Aku tersungkur, memijat pelipisku yang berkedut sakit. Sesekali memijat tenggorokanku yang serasa menelan bara api. Melonggarkan kerah yang terasa mencekik. Mataku menangkap sosoknya yang masih betah berkeliaran disekitarku.

"Kau tidak dengar aku menyuruhmu pergi?" Tegurku sekali lagi, bukannya menjawab. Dia malah menundukkan kepalanya, tangannya bermain memilin ujung bajunya.

"Hyuu-"

"Diamlah, UCHIHA!" Terkejut, dia berbalik membentakku setelah sebelumnya memotong kalimat yang hendak aku lontarkan.

Berderap meninggalkanku menuju dapur. Aku yang masih terpana akan sikapnya yang baru dan hanya bisa menunggunya dengan mulut mengangga. Oh, sudah cukup! Jadi apa lagi yang akan dia lakukan? Sekarang dia sudah berani padaku?

"Ini!" Meletakkan segelas air putih dan obat penghilang mabuk pada meja tamu didepanku. Hinata menyurungkan segelas air yang terisi penuh bersama dengan sebutir obat yang sudah dibuka dan siap minum.

"Seperti yang kau bilang Uchiha, setelah ini aku akan pergi tapi untuk sekarang izinkan aku merawatmu. Dan kuharap bila waktu saatnya tiba kau bisa mengurus dirimu sendiri." Tanpa tergagap, Hinata pamit undur diri kedapur. Membuat beberapa olahan makanan untuk mengisi perutku yang kosong dan hanya tersuplai oleh bergelas-gelas minuman keras yang kutegak barusan. Aku yang masih terpaku akan sifat otoriternya kemudian tersadar dan segera membenahi posisi bodohku yang terduduk dilantai dengan ekspresi kosong.

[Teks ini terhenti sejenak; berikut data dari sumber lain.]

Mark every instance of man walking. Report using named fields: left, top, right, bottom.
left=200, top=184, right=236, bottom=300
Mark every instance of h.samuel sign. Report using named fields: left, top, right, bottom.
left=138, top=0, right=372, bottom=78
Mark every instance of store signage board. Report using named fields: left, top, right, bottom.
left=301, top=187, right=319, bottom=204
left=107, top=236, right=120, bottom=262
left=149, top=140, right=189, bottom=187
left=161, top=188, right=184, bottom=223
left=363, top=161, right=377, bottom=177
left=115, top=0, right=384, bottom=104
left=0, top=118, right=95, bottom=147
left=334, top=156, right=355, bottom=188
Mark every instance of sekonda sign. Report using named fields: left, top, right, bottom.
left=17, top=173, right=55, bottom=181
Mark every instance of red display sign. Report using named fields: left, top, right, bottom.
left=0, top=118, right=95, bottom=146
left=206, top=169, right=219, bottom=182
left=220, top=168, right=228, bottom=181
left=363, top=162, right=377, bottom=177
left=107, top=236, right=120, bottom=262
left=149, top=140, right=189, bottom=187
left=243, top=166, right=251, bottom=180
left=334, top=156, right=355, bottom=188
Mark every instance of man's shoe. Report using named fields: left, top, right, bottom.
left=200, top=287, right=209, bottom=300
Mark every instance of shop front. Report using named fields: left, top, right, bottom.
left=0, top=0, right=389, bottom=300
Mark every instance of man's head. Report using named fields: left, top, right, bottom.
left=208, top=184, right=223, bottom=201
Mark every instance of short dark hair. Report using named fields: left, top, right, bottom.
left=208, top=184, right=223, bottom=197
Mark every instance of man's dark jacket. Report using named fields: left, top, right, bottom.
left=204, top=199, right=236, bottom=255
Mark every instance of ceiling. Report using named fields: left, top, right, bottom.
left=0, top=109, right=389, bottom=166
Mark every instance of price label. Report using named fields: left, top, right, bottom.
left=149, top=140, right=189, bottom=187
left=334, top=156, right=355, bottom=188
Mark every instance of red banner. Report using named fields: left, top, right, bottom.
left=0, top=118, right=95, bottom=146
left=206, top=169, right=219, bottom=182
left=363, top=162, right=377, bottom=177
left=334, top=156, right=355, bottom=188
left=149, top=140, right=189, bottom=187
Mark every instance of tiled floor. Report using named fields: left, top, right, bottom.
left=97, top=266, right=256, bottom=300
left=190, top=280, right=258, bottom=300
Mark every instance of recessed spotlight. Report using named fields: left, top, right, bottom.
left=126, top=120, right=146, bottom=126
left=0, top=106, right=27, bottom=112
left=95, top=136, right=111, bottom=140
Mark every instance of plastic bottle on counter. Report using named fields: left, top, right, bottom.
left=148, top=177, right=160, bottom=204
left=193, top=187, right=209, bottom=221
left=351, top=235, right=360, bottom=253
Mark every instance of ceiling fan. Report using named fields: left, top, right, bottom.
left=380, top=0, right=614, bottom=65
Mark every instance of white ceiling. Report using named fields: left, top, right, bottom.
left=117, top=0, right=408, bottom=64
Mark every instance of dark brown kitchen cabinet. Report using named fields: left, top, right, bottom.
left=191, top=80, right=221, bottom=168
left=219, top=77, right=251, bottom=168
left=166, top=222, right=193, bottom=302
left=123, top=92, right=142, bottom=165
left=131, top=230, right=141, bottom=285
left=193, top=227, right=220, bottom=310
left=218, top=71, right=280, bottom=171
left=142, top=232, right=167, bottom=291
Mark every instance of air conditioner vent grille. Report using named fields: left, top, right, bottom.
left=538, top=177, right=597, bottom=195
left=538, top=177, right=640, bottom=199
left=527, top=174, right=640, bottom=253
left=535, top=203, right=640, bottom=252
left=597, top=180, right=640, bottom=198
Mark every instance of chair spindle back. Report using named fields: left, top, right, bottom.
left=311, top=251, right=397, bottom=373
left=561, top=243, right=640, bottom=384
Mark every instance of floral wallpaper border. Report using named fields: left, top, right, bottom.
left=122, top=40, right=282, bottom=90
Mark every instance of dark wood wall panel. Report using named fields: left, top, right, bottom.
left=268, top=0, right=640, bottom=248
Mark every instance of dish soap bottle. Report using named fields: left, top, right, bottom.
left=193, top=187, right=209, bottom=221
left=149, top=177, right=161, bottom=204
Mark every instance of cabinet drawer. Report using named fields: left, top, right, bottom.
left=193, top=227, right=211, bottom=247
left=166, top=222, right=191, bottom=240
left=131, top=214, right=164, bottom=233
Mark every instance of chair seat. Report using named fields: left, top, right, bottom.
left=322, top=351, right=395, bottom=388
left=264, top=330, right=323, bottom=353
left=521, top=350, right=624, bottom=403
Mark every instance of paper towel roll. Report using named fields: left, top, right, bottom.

Memanjat keatas sofa dengan susah payah, akhirnya aku menidurkan badan yang kuaniaya sendiri dengan posisi yang kurasa paling nyaman.

.

.

.

Tak selang berapa lama, Hinata kembali dengan membawa nampan berisi sebuah mangkok berisi lobak parut bercampur madu dan minuman hangat yang dibuatnya setelah bergelut didapur sendiri. Sasuke yang sudah hampir tertidur mengerjapkan matanya cepat merasakan sensasi dingin yang merambati dahinya.

"Ah, maaf aku membangunkanmu." Ujar Hinata melihat tindakannya yang memberi kompres pada dahi yang terbakar panas malah berdampak membangunkan suaminya yang sedang sakit. "Aku hanya memberimu plester kompres untuk menurunkan panasnya. Makanlah walaupun hanya beberapa suap." Pinta Hinata lembut walau tak ditanggapi oleh Sasuke yang masih termangu.

"Apa kau ingin-disuapi?" Tawar Hinata mengingat Sasuke yang sekarang tidak mungkin makan tanpa bantuan seseorang. Hang over dan panas yang dideritanya cukup menjadi alasan kenapa dia tak dapat mengangkat sendok dengan baik dan benar.

Tanpa banyak protes Sasuke mengangguk, tenggorokkannya terasa terbakar bahkan sulit untuk menelan ludahnya sendiri. Dengan sabar Hinata menyuapinya dengan makanan yang menurutnya dapat mengatasi rasa panas yang berkobar dalam tenggorokan prianya. Mengingat sang pria adalah pecandu alkohol berat yang dia pastikan tidak ada sehari pun dalam hidupnya untuk tidak mengkonsumsi minuman yang harus berlabel merek mewah tersebut.

Dalam kesadaran yang hanya bisa setengah dipertahankannya. Sasuke merasakan ketulusan Hinata dalam merawatnya. Berkali-kali menyeka keringat yang turun melalui pelipisnya. Mengambilkan minumnya ketika dirinya mengerang frustasi karena tenggorokannya yang kering. Membenahi selimutnya yang meluncur turun saat tingkah-polah kepanasannya membuatnya menendang-nendang kain yang menyelimuti tubuhnya itu.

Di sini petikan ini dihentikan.